6

Ricky Starks cerró de un golpe la puerta de su casa al entrar. El ruido retumbó en sus oídos y resonó en el rellano vacío y poco iluminado de la escalera. Giró la llave en el doble cerrojo de la puerta principal que tan pocas veces usaba. Movió el picaporte para asegurarse. Después, inseguro de que bastara con los cerrojos, atrancó una silla contra la puerta a modo de anticuado refuerzo. Le costó refrenarse para no amontonar también el escritorio, cajas, estanterías, todo lo que tuviera a mano, contra la puerta para atrincherarse dentro. El sudor le escocía los ojos y, aunque el aire acondicionado zumbaba afanoso fuera de la ventana de la consulta, sentía oleadas repentinas de calor. Un soldado, un policía, un piloto, un montañero, cualquiera versado en las diversas vertientes del peligro, las habría reconocido como lo que eran: ataques de pánico. Pero Ricky se había pasado tantos años apartado de todos esos extremos que desconocía hasta los signos más evidentes.

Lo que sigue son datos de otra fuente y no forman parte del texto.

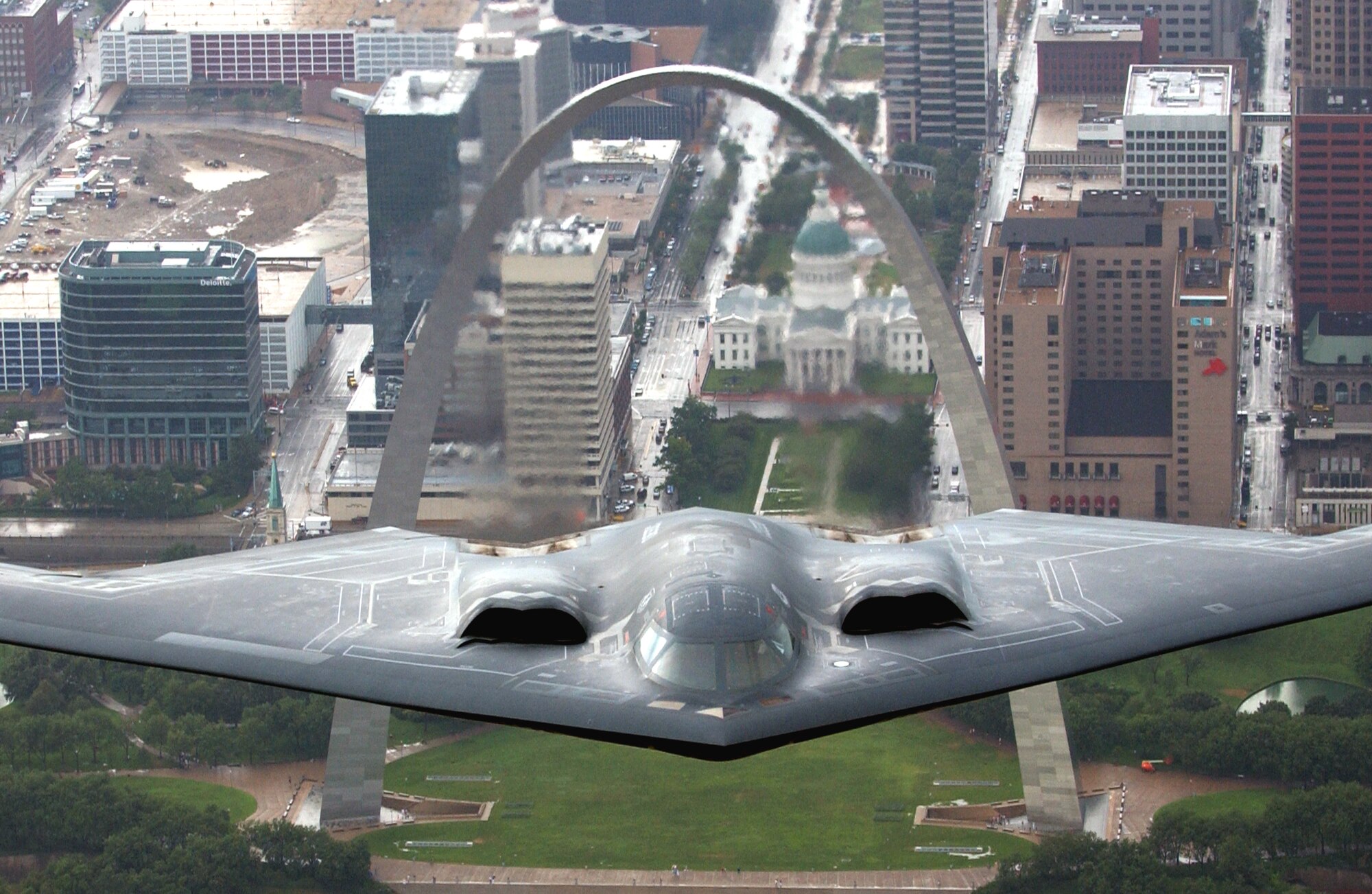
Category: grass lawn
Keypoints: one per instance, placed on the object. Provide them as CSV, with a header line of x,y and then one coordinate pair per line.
x,y
861,15
875,380
742,501
807,807
407,730
858,63
1246,803
1235,668
803,460
769,376
193,793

Se alejó de la puerta y contempló su casa. Una tenue luz sobre la puerta proyectaba unas extrañas sombras en los rincones de la sala de espera. Oyó el aire acondicionado y, más allá, los ruidos apagados de la calle, pero aparte de eso, sólo un silencio agobiante.

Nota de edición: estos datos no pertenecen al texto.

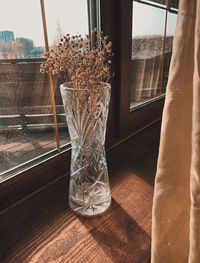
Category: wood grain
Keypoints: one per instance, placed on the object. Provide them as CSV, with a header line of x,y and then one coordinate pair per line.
x,y
43,229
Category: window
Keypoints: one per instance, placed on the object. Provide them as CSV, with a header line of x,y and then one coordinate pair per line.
x,y
152,36
26,118
144,26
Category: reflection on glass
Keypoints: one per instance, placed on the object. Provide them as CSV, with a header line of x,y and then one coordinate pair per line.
x,y
147,39
26,117
64,17
171,25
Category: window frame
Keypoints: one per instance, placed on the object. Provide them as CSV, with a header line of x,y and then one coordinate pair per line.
x,y
116,22
131,119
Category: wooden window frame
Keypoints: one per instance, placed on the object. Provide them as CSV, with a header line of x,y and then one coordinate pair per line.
x,y
133,119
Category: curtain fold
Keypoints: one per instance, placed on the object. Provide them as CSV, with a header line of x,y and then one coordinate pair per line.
x,y
176,204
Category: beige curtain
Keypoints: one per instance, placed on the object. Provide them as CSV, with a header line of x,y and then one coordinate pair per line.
x,y
176,204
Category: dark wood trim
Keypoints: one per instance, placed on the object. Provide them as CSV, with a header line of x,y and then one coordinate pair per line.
x,y
116,22
29,181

La puerta de la consulta estaba abierta. De pronto tuvo la sensación de que, cuando había dejado el refugio de su hogar esa tarde minutos después de la visita de Virgil, había cerrado esa puerta tras él, como era su costumbre. La aprensión le carcomió y lo llenó de dudas. Contempló la puerta abierta mientras trataba de recordar con desesperación sus pasos exactos al irse.

Se vio poniéndose la corbata y la chaqueta, inclinándose para anudarse los cordones de los zapatos, dándose unas palmaditas en los bolsillos para comprobar que llevaba la cartera y las llaves. Se vio cruzando el piso y saliendo por la puerta principal, esperando a que bajara el ascensor del tercer piso, saliendo a la calle, donde el bochorno seguía. Todo esto estaba de lo más claro. No había sido una salida distinta a millares de otras en millares de días. Fue a la vuelta cuando todo parecía torcido o algo deforme, como ver su imagen reflejada en un espejo de feria, distorsionada por mucho que uno se contorneara y girara.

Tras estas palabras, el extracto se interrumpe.